If you’re not rich, you may not be familiar with Bar Harbor. It’s a summer playground for New England’s wealthy. The filthy rich fly there private. The “merely wealthy” fly there on your tab, dear taxpayer, and Pete Buttigieg suggests he wants to keep that subsidy in place.
It’s called Essential Air Services. It was created in 1978 as Congress deregulated airlines to guarantee commercial flights kept going to far-flung places. As with any federal program, that original intention is now corrupted by waste and exploitation.
Some subsidized flights are empty or nearly empty because they connect two cities more easily connected by car or nearby large airports. Some subsidized flights are on luxury jets.
Whatever the virtues of Essential Air Services, it’s obviously bloated and functions as welfare for the rich. And Buttigieg supports it, just as he supports any big government programs that support or are supported by Big Business and the rich.

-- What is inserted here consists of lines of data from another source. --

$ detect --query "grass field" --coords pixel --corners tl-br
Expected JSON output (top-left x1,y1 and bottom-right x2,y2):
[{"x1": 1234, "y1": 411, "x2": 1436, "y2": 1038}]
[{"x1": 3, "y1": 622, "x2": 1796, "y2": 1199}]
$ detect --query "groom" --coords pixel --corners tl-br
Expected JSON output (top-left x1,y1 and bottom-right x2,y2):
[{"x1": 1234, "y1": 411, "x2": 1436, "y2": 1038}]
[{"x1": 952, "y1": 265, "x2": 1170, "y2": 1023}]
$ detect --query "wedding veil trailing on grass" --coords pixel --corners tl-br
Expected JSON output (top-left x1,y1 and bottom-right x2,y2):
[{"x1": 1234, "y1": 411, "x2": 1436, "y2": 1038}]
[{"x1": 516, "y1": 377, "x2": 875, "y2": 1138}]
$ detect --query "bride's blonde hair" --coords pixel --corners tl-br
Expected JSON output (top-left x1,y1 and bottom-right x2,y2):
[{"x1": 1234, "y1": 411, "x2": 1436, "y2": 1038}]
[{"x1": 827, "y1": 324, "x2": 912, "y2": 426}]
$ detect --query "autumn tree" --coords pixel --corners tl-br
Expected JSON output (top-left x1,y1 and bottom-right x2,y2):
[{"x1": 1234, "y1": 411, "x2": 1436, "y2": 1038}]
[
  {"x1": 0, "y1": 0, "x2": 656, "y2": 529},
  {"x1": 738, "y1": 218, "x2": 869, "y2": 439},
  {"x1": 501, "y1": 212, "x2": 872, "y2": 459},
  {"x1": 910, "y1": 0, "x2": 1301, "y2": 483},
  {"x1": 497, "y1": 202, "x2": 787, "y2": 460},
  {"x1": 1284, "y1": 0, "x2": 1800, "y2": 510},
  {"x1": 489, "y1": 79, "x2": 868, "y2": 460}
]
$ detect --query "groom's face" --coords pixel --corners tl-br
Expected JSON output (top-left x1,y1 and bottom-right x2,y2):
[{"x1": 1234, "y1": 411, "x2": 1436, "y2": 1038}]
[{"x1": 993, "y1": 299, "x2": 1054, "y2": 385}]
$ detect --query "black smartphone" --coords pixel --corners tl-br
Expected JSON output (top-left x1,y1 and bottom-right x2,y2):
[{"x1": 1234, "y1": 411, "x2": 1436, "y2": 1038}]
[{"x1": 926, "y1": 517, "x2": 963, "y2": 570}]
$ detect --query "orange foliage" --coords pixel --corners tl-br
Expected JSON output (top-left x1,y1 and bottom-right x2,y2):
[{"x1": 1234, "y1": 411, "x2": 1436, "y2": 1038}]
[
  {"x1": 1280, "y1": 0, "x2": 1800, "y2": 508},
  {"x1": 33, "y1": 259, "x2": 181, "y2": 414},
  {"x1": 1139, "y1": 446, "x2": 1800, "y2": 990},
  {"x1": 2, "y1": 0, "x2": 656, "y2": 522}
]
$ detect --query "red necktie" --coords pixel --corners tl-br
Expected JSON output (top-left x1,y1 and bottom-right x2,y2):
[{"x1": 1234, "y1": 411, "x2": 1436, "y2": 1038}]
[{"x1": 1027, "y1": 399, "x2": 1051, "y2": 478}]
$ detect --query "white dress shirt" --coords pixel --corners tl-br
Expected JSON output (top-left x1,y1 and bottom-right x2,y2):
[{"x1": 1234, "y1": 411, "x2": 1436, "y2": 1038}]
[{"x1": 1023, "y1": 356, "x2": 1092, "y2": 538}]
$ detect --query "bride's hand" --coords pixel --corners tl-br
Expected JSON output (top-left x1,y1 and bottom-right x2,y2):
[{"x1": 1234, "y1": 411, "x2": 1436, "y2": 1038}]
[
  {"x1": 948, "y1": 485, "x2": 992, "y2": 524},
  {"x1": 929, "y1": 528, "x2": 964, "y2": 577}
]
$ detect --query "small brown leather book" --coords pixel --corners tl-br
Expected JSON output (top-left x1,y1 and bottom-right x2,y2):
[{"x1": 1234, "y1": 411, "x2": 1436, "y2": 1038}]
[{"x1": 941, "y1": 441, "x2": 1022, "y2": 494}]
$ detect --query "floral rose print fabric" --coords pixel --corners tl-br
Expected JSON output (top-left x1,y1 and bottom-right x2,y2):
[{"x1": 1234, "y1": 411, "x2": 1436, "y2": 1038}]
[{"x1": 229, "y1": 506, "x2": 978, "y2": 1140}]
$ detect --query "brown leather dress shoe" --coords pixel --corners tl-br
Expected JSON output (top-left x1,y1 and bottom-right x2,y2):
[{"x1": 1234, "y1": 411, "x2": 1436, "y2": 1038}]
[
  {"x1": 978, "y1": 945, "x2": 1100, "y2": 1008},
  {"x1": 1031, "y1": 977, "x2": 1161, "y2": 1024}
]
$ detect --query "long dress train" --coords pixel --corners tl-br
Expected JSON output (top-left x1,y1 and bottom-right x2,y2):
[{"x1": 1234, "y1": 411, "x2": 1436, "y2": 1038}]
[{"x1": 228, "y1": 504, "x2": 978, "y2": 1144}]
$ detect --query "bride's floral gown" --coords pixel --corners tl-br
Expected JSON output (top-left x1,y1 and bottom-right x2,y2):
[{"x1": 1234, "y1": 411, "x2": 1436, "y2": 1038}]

Buttigieg, President Biden’s nominee for secretary of transportation, had his first Senate hearing today, and he pledged his support for EAS, for the Jones Act, and sided with the U.S. Chamber of Commerce in expressing openness to a gas-tax hike on drivers.
Buttigieg, as a presidential candidate, endorsed a long-term extension of EAS. In his confirmation hearing, he praised EAS as a “pillar” of the U.S. air travel system.
The U.S. Chamber of Commerce has long lobbied to hike gas taxes in order to expand the pool of money spent on infrastructure. Biden promised not to raise taxes on anyone earning less than $400,000, but a gas tax would obviously violate that pledge. Nevertheless, Buttigieg said he was open to hiking the gas tax.
Most indefensibly, Buttigieg said he supports the Jones Act. The Jones Act is corporate welfare for the U.S. shipping industry that impoverishes the people of Hawaii and Puerto Rico. The 1920 law makes it illegal to ship anything between U.S. ports except on U.S.-flagged ships staffed mostly with U.S. crews.
The well-connected, the biggest lobbying powerhouses, and the wealthy jet setters will all benefit from Buttigieg’s transportation policy.